Ropeginterferon alfa-2b-njft (P1101) treatment has induced durable hematologic responses in patients with essential thrombocythemia (ET), meeting the primary endpoint of the phase 3 SURPASS-ET clinical trial. According to an announcement of topline results issued by the PharamaEssentia Corporation, these findings will support an application to expand the FDA label for ropeginterferon alfa-2b.
“The results show that the well-tolerated therapy, ropeginterferon alfa-2b, is compelling enough to be the new standard as second-line therapy for patients with essential thrombocythemia with expectations of improved count control and decrease in JAK2 allele burden.” Ruben A. Mesa, MD, FACP, told Blood Cancers Today. “This builds from the positive experience in the related disease of polycythemia vera where ropeginterferon alfa-2b became a standard of care and was FDA approved in 2021.” Dr. Mesa is the president of Atrium Health Levine Cancer, executive director of Atrium Health Wake Forest Baptist Comprehensive Cancer Center, enterprise senior vice president of Atrium Health, and vice dean for Cancer Programs, Wake Forest University School of Medicine.

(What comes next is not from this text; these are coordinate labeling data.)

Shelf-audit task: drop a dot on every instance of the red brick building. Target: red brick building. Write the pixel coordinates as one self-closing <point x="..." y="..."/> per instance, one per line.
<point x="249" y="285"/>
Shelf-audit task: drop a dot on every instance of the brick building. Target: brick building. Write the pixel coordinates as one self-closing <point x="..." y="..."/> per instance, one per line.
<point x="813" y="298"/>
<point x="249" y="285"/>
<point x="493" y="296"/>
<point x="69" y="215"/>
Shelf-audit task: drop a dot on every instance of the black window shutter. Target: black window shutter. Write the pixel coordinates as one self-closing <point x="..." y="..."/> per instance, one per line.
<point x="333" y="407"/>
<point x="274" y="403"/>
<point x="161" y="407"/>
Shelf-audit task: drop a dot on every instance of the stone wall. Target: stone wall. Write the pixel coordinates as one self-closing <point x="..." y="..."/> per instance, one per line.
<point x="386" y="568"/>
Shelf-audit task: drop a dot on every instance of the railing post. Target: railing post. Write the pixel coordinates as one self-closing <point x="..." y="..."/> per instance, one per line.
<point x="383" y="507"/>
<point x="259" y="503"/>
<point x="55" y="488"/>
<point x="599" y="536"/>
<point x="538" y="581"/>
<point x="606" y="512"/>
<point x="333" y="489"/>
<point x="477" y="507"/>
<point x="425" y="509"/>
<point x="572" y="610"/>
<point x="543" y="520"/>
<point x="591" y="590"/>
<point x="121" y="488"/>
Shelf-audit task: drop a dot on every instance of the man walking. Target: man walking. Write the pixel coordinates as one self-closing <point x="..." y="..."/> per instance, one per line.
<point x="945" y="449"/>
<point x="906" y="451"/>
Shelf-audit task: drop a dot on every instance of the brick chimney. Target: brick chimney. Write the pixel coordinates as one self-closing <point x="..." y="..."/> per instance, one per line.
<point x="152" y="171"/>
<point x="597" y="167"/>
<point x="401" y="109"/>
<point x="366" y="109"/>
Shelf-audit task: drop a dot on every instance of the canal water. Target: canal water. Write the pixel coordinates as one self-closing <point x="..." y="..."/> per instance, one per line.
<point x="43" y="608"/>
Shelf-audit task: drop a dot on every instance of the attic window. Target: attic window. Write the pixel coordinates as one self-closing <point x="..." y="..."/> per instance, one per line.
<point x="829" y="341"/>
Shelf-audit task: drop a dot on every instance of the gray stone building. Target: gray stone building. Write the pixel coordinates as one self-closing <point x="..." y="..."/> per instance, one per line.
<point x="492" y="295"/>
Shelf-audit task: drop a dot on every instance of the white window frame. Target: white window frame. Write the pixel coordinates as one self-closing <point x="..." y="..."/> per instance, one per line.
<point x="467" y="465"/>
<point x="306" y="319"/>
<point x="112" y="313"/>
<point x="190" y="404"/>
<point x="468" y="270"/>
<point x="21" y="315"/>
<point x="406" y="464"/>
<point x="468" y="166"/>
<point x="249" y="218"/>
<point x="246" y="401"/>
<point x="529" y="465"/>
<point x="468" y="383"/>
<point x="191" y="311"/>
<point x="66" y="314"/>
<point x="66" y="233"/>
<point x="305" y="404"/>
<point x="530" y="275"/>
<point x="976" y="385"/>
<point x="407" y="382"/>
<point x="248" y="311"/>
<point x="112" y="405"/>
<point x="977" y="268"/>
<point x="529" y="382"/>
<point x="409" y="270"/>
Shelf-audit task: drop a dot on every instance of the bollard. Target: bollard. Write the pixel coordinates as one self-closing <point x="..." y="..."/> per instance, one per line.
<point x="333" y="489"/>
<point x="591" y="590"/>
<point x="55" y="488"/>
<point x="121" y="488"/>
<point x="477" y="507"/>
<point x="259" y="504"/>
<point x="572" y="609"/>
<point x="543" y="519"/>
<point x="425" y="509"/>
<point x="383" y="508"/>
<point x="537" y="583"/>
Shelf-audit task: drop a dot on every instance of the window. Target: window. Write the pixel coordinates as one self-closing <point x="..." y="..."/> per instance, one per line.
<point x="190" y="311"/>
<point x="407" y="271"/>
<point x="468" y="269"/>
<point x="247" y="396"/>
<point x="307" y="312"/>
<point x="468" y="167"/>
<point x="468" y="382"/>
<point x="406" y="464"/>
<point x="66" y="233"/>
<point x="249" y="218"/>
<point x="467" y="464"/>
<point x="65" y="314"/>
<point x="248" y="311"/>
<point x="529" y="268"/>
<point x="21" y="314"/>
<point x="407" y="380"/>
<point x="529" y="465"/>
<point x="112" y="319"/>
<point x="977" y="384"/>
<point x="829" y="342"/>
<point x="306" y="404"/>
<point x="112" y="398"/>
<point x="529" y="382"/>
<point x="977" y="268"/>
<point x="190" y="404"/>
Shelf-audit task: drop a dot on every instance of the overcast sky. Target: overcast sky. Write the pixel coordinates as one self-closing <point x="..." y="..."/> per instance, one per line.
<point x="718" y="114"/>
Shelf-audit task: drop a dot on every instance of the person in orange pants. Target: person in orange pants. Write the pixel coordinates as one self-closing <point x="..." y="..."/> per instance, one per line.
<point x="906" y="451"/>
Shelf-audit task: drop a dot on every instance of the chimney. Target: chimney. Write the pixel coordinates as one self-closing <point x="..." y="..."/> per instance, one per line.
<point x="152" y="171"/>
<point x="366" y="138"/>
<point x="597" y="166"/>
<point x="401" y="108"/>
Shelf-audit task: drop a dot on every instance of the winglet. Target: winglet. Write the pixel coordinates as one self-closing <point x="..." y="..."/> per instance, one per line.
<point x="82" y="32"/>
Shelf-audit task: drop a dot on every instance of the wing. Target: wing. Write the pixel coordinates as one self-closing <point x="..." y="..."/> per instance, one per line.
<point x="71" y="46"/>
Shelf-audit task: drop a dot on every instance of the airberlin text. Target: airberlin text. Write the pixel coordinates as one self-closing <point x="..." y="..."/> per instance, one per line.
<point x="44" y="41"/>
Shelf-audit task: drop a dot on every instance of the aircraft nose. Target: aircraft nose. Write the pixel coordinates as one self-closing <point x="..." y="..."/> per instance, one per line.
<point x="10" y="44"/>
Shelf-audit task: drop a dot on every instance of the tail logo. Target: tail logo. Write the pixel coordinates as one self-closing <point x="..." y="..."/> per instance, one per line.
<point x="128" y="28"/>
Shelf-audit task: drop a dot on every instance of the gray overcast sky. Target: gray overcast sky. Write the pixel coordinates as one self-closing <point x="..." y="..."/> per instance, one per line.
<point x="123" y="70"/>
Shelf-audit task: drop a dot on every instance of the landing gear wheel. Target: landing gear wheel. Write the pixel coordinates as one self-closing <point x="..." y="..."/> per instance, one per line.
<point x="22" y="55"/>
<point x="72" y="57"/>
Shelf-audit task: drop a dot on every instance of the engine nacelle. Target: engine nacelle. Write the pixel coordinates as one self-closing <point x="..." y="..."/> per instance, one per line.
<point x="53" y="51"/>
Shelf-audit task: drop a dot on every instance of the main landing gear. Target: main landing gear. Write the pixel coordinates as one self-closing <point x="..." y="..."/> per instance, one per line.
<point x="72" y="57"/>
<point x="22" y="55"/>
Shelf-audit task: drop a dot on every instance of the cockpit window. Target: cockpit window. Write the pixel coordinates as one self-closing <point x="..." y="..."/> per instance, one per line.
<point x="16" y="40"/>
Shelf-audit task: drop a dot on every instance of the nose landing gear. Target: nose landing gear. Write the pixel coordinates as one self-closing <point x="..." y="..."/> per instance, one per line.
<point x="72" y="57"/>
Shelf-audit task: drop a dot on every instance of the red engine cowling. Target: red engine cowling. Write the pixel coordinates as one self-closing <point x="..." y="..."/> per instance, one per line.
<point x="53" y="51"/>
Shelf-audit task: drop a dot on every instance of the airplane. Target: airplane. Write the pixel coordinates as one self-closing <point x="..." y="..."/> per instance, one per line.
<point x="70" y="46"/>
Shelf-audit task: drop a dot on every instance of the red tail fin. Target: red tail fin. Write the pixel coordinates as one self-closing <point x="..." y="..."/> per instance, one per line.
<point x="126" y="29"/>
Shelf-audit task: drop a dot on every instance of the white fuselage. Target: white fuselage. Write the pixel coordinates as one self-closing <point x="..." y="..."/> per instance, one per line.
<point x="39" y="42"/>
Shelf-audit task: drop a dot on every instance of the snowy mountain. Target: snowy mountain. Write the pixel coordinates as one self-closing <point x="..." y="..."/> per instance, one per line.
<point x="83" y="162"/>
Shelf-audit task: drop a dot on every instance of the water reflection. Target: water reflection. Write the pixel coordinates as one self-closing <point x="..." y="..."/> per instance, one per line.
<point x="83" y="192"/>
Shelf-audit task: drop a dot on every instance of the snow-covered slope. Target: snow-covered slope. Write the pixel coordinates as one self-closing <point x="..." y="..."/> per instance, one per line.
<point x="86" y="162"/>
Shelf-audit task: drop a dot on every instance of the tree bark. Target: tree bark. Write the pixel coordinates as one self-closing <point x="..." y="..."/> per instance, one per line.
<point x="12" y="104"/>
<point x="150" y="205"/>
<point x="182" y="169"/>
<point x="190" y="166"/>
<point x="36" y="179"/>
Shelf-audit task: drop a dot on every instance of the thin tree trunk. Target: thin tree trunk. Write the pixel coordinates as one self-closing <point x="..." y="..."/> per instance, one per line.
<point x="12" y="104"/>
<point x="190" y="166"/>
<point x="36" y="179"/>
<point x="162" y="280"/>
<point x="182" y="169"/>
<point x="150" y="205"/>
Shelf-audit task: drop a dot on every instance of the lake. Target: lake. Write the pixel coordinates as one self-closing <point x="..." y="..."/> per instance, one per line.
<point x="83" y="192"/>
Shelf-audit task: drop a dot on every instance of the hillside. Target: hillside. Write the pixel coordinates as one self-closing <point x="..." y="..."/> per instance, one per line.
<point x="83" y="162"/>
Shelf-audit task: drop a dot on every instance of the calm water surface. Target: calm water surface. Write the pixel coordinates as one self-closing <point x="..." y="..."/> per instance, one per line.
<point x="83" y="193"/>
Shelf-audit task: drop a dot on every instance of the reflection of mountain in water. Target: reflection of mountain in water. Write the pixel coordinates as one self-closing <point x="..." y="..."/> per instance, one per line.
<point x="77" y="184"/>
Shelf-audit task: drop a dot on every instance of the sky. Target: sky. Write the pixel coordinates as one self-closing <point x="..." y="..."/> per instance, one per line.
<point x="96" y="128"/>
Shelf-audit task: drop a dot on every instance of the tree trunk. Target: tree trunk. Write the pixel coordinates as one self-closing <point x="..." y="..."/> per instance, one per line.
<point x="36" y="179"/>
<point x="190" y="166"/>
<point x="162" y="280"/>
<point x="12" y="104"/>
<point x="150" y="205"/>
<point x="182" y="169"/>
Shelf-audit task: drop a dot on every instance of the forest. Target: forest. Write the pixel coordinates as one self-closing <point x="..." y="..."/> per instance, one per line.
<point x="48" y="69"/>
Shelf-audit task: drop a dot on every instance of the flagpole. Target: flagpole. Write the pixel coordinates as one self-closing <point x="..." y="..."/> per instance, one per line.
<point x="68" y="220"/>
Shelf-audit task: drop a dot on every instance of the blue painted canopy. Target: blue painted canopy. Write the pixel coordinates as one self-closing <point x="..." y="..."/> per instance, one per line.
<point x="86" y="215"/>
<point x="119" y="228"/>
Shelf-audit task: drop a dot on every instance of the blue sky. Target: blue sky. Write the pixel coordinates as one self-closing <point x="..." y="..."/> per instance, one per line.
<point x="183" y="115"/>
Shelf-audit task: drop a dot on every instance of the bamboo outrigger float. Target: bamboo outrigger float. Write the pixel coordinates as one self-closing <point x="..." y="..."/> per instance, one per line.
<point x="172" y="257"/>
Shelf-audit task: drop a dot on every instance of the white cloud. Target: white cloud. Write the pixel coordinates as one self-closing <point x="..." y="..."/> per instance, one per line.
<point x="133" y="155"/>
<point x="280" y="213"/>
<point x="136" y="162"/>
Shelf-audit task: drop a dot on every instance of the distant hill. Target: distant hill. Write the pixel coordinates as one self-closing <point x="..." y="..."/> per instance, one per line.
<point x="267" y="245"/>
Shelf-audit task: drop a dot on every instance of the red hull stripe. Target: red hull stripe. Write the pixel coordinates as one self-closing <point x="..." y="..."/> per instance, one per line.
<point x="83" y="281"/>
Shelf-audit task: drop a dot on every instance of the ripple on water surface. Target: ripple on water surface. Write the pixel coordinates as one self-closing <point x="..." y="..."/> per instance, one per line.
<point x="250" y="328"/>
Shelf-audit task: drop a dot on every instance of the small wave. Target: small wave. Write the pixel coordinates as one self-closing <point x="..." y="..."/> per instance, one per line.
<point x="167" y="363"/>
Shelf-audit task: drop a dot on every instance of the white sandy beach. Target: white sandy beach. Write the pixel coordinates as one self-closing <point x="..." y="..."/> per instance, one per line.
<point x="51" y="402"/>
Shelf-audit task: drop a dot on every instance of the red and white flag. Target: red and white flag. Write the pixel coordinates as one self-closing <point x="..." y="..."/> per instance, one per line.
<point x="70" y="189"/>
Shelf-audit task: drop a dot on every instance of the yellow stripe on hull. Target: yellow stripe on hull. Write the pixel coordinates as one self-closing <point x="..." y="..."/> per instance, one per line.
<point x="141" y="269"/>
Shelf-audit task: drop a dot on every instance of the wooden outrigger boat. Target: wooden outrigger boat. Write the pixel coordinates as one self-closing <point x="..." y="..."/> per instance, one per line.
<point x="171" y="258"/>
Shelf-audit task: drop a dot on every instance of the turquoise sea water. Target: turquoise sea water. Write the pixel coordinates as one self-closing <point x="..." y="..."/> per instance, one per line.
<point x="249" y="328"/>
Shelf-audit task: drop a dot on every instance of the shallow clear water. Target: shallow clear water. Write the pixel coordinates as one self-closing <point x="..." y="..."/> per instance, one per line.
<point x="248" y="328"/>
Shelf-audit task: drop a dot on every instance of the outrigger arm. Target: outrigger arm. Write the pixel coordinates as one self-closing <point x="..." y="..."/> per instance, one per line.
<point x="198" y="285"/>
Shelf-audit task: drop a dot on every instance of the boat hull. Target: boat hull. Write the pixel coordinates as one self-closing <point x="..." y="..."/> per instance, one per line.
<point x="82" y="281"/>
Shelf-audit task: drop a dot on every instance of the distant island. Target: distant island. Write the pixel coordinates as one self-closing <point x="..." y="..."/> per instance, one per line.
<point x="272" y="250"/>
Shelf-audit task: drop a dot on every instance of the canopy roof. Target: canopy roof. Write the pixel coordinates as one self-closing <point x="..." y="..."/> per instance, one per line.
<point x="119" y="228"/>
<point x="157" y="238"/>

SURPASS-ET compared second-line treatment with ropeginterferon alfa-2b with anagrelide in patients with ET over a 12-month period. Of the 174 patients enrolled, 91 were randomly assigned to the ropeginterferon alfa-2b arm, and 83 patients received anagrelide. Overall, 42.9% of patients in the ropeginterferon alfa-2b arm achieved durable response at months 9 and 12 compared with only 6.0% of those in the control arm (P =.0001). Moreover, a lower rate of serious treatment-related adverse events were observed with the experimental agent (2.2%) vs the control (10%), underscoring the manageability of its safety profile.
Topline data also revealed that the study has shown a trend toward achieving its secondary endpoint of decreasing the JAK2 V617F allelic burden. In the study, JAK2 V617F allelic burden was assessed at baseline and at the 12-month mark. In comparison with the baseline assessment, patients treated with ropeginterferon alfa-2b showed an 8.4% decrease in JAK2 V617F allelic burden versus a 2.4% decrease in the anagrelide arm. Based on this finding, investigators believe that ropeginterferon alfa-2b may address underlying disease more effectively than anagrelide.
“The data highlight the broad potential to apply our innovative monopegylated, long-acting interferon technology as a significant step forward for treating ET, and potentially other myeloproliferative neoplasms, with non-chemotherapy treatments. We plan to leverage these data to expand the existing P1101 product label and further expand the reach of P1101 to address this growing global unmet medical need,” stated Ko-Chung Lin, PhD, founder and CEO of PharmaEssentia, in a press release.
Detailed findings from SURPASS-ET including pharmacokinetic and biomarker data will be presented in the future. PharmaEssentia Corporation is also investigating ropeginterferon alfa-2b in the ongoing phase 2b EXCEED-ET clinical trial (NCT05482971).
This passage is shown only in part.